There was, however, sad troubledness to their union: the madness of King George.
“Madness” is an archaic umbrella term for a condition that, back in the 1700s, the medical community had no word for. Historians today believe that George likely suffered from bipolar disorder and chronic mania—possibly made worse by his doctor’s prescribed treatment of arsenic. Throughout his reign, there are documented historical accounts of at least five episodes.
In a medical journal article, “The madness of King George III: a psychiatric re-assessment”, published by Timothy J Peters in the History of Psychiatry, he writes that by 1765, at age 27, the King was already showing signs consistent with mild depression. Following a tough physical illness that involved bleeding and chest pains, George exhibited lingering mental duress: “It was a difficult time for the King who admitted that he had slept for no more than two hours a night during this period and clearly was having difficulties in making decisions over the appointments of his prime ministers and governments,” writes Peters.
In October 1788 came acute mania, triggered by a bad bout of jaundice.
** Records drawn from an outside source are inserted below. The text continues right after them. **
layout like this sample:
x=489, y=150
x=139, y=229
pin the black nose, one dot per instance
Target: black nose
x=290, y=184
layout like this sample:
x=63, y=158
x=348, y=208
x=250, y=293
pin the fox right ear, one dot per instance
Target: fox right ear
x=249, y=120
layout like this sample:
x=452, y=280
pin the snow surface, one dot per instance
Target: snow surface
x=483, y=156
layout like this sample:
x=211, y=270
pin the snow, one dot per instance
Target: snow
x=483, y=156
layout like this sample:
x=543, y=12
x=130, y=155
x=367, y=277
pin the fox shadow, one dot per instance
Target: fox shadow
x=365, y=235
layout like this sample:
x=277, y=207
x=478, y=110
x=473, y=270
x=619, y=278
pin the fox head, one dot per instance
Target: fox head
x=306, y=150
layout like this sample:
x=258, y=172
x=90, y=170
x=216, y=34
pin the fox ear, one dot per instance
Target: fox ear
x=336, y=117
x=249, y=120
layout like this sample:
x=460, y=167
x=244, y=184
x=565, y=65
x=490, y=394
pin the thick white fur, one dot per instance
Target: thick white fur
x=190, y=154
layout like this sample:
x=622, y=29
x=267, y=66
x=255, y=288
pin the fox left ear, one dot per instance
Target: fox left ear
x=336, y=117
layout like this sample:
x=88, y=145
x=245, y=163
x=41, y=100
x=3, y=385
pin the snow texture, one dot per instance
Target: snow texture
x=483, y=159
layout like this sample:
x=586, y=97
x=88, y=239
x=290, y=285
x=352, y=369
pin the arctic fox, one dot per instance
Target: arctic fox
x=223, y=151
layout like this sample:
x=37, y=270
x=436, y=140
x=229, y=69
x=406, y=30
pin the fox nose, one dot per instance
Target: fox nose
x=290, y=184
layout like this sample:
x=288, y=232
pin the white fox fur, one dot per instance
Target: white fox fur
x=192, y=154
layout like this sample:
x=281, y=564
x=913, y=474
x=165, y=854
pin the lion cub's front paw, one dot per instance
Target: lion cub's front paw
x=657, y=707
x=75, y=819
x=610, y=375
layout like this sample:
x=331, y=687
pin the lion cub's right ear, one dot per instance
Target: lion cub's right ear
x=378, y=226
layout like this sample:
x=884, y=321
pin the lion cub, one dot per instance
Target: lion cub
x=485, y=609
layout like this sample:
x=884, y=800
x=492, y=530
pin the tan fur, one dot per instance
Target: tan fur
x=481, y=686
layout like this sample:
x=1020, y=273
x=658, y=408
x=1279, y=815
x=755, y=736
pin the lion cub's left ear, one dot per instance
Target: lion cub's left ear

Accounts from the time stress his incessant and obsessive talking: The king’s physician recorded that he had “agitation of spirits bordering on delirium… he talked with more than usual rapidity & vehemence… he talked continually, making frequent & sudden transitions from one subject to another.” A month later, one of his physicians wrote of an incident where the King ran into the Queen’s bedroom naked. By December, the King was often put in a restraining jacket. He also obsessively fiddled with handkerchiefs. An account from March 1789 found “his state of nerves seemed to compel him to roll up the handkerchiefs as soon as given him: of which, I believe some days he had not less than 40 or 50.” Rumours even began to swirl among the populace that the King had died. Hadlow writes that, during this time, Charlotte was extremely frightened and anxious, yet somehow kept her composure. George would suffer several more debilitating episodes in 1795, 1801, and 1805.
By 1810, George showed signs consistent with chronic mania and, in the next few years, possibly even dementia. In 1811, the king was considered permanently insane. (“We have seen His Majesty sometimes in a state of delirium, sometimes strongly impressed by false images, neither of which states has characterized this day so much as a degree of irritability, which could only be met by coercion, and which was only varied by occasional exclamations and noises without meaning,” wrote one of the King’s physicians Robert Willis in September of that year.)
Soon afterwards, the Prince of Wales officially became Regent. Charlotte then became George’s permanent guardian until her own death in 1818—remaining loyal to the end.